I’d say copy this New York Times article to the state freeway building department but no point confusing them with facts in their push to widen the city-dividing concrete gulch of Interstate 30 through downtown Little Rock.
It’s about a six-year, $1.6 billion widening of the 405 freeway through sprawling Los Angeles. The work is done. All better?
“In the long term, it will make no difference to the traffic pattern,” said Marcia Hobbs, who has lived her whole life in Bel Air. “I haven’t noticed substantial cutbacks in traffic. As a matter of fact, I would say it was the opposite.”
Some facts:
Peak afternoon traffic time has indeed decreased to five hours from seven hours’ duration (yes, you read that right) and overall traffic capacity has increased. But congestion is as bad — even worse — during the busiest rush hours of 4:30 to 6:30 p.m., according to a study by the county Metropolitan Transportation Authority.
It’s called induced demand. Cooler heads have said the conservatively estimated $600 million 30 Gulch project will create still more demand for still wider freeways at newly created chokepoints and funnel more traffic into an area that, in truth, is really busy for only a relatively small morning and afternoon window on business days. But damn them. Pour the concrete!
Spend now, regret later That is happening in Los Angeles, though some defend the project — as 30 Gulch defenders defend our looming project — as making the road safer, if still clogged. And some suburban commuters (think Cabot, Bryant, Conway, Benton) praise the saving of a few minutes of commuting time. Still:
Zev Yaroslavsky, a former member of both the county Board of Supervisors and the Metropolitan Transportation Authority, said the work “made a difference on a number of fronts,” but he called it “the most disruptive project” he had seen during his 40 years in public life here.

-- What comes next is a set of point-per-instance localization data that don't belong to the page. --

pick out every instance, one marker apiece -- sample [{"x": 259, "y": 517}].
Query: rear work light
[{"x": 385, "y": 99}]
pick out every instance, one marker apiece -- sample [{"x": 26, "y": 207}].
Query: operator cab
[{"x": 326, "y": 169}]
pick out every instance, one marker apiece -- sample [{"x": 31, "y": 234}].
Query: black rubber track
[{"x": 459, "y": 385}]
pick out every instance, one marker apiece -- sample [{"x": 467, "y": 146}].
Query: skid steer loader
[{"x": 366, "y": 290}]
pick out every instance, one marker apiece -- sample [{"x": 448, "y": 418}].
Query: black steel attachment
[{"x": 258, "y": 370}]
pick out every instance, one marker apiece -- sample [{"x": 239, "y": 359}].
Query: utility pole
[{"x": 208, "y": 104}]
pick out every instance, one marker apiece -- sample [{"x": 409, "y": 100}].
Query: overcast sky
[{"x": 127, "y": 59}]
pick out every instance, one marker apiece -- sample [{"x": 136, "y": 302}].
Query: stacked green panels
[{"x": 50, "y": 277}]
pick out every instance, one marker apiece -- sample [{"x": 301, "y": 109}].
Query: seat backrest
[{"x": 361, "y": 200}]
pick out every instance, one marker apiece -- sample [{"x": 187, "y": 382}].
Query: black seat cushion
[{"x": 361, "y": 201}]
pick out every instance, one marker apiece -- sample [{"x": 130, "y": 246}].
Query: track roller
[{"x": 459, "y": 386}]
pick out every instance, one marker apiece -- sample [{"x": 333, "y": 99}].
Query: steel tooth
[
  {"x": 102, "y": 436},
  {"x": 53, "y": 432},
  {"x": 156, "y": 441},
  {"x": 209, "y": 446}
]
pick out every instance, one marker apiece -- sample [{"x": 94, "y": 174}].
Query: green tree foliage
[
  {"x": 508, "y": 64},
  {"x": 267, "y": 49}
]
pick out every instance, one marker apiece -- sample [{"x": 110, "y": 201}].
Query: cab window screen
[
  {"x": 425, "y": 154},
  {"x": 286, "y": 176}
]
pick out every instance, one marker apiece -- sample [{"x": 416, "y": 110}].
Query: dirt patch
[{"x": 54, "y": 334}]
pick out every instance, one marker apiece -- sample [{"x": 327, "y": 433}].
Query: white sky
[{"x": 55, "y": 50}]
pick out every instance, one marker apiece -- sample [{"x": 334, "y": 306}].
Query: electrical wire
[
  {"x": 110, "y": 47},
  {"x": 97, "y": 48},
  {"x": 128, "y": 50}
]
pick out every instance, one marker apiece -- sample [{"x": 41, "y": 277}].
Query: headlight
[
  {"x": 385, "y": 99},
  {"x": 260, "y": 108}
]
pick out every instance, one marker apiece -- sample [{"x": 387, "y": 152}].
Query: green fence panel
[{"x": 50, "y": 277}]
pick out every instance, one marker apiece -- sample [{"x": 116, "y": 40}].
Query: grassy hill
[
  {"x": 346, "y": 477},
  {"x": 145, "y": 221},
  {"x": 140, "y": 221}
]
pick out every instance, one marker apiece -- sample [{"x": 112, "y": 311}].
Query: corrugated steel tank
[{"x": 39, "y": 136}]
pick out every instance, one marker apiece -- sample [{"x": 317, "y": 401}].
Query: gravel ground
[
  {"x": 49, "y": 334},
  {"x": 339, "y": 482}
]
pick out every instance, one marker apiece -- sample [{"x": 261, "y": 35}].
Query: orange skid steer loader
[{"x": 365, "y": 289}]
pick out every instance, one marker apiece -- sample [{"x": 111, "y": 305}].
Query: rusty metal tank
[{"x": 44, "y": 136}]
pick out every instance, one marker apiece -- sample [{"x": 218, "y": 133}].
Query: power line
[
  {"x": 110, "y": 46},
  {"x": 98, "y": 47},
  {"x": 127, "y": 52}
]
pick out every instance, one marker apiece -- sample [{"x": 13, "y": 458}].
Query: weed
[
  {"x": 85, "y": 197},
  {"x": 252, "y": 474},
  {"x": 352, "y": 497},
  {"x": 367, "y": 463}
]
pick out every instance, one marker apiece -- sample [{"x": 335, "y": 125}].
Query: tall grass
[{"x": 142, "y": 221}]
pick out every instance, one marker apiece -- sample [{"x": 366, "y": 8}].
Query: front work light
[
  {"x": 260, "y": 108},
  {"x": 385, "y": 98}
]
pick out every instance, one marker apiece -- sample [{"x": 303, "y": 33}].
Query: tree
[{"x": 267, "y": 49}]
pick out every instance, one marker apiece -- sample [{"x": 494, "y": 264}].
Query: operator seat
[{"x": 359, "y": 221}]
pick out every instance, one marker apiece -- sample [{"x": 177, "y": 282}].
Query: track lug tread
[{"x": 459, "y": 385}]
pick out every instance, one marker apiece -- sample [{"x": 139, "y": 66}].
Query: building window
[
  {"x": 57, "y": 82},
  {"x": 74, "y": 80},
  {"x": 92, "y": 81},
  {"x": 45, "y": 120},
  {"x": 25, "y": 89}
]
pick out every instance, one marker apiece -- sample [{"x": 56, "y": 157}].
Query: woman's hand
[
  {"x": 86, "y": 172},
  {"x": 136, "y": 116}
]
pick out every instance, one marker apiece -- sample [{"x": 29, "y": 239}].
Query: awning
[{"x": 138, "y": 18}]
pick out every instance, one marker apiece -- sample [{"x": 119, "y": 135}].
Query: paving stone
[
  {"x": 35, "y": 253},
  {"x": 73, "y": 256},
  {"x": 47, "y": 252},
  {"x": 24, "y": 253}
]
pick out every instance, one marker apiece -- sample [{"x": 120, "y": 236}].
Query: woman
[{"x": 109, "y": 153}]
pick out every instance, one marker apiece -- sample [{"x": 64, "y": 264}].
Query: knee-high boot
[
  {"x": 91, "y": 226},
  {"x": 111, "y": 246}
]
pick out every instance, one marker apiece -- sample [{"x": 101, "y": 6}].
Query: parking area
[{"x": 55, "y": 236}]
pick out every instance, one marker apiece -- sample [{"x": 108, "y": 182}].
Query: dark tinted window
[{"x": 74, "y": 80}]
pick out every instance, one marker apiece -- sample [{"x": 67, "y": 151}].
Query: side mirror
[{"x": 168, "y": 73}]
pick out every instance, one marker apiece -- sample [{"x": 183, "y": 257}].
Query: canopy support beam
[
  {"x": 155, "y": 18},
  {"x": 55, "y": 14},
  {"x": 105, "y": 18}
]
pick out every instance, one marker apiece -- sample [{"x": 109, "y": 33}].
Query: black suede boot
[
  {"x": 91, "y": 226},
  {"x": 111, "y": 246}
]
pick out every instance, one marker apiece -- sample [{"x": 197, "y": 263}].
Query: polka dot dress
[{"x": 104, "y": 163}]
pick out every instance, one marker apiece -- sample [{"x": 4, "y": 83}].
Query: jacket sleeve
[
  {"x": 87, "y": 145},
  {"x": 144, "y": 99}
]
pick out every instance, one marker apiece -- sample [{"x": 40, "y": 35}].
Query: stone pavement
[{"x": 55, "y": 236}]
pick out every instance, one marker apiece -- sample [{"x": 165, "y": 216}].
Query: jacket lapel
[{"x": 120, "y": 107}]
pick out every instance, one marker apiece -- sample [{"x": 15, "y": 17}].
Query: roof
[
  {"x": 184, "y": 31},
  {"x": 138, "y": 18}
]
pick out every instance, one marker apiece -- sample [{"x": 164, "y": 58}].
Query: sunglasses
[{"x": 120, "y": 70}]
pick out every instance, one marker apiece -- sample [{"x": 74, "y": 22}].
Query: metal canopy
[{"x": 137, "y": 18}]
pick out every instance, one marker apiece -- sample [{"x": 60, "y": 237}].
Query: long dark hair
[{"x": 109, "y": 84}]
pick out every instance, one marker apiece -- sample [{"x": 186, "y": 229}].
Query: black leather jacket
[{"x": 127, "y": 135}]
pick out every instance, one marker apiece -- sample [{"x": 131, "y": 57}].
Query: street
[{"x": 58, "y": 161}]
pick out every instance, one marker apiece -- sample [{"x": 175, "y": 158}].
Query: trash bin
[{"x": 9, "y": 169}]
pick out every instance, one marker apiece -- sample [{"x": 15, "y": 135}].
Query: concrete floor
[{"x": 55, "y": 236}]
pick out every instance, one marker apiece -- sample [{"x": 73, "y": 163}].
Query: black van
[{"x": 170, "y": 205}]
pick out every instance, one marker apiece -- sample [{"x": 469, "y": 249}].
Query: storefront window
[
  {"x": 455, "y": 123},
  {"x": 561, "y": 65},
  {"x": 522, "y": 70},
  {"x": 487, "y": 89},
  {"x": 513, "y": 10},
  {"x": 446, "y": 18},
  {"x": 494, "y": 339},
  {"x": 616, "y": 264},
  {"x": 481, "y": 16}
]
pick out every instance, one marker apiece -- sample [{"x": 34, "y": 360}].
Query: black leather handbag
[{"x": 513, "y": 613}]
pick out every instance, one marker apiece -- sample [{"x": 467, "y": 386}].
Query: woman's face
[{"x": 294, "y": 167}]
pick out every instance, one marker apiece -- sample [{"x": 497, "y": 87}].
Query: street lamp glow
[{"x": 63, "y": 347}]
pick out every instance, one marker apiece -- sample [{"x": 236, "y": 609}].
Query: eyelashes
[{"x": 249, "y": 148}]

“I doubt the project would have been undertaken in the first place if we’d known it would cost $1.6 billion,” said Mr. Yaroslavsky, whose district includes the Sepulveda Pass. “There’s a lot of bad taste in my mouth about this. There were mistakes made all around. It was a nightmare of a project.”
The article notes a parallel with Little Rock criticism of 30 Gulch:
.. improving the capacity of a highway tends to encourage more people to use it instead of, say, making their way across the pass on local streets.
“If you go out there at 5 p.m. on a Friday and look at the delay, anyone in my business could have told you that adding the capacity that they added to the corridor would have little or no effect on delays during that period,” Brian D. Taylor, the director of U.C.L.A.’s Institute of Traffic Studies, said.